Eis então a fusão de um diretor de cinema cada vez mais respeitado após o melhor romance da década estrelado por Rooney Mara e Cate Blanchett, junto ao famoso autor de livros para crianças cuja cria mais icônica talvez seja A Invenção de Hugo Cabret, aquela aventura divertida e despretensiosa que Martin Scorsese transformou em homenagem escrachada ao cinema com um dos mais belos usos do 3D que já se viu num filme norte-americano. Nos olhos de Haynes, por outro lado, o projeto é cozinhado com calma e profundidade de hipóteses cativas, sendo que o universo infantil de Selznick jamais seria infantilizado na adaptação de sua(s) trama(s), mas serenamente abordado na viagem até então mais estética e poeticamente refinada da carreira do cineasta sendo, afinal, um expoente tanto das épocas que ilustra, quanto do próprio cinema de quem o rege.
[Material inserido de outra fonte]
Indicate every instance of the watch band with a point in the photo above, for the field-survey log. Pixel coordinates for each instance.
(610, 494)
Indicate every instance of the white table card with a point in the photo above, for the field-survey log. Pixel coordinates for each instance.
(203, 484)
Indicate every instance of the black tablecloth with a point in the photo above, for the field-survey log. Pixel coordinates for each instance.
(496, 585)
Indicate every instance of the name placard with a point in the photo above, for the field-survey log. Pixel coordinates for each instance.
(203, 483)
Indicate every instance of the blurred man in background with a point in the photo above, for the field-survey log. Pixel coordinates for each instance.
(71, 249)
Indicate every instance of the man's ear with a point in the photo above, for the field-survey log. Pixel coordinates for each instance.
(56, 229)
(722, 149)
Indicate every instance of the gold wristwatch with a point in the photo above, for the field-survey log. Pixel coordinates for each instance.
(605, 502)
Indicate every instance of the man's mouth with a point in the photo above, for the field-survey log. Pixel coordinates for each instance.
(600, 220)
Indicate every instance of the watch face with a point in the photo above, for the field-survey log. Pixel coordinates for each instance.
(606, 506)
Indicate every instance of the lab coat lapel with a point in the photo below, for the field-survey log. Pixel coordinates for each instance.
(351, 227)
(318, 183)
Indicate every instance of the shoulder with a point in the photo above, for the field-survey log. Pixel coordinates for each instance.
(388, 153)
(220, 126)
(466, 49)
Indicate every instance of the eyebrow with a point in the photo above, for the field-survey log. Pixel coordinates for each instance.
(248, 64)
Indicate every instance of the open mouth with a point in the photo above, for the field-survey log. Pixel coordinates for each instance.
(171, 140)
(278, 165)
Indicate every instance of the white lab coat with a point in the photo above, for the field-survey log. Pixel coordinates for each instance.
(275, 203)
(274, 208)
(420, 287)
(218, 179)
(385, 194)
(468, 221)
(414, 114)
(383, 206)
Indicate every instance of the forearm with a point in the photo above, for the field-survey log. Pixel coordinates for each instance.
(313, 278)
Mas o que vale realmente a sessão de Sem Fôlego é o trato dado as imagens, e principalmente, o que fica claro a cada cena, o zelo pela conexão hiper coerente entre elas, o peso da interação entre significados diferentes interligados por um corte único, algo típica e fundamentalmente cinematográfico, até surgir outro corte e tudo mudar de direção novamente, sem jamais perder o ritmo, a identidade e a regularidade de significações na narrativa que segue crianças numa jornada de descobrimento, e autodescobrimento através de um mundo, conflitos e sentimentos humanos tão próprio delas, e ao mesmo tempo, tão próximos dos nossos, numa América ligada por duas épocas pertencentes ao mesmo século, onde um toque desferido de lirismo e poesia no mundo real para que este, num momento seguinte, o mesmo possa se infestar de lirismo, algo de certo incompreensível pelo espectador insensível, faz toda a diferença.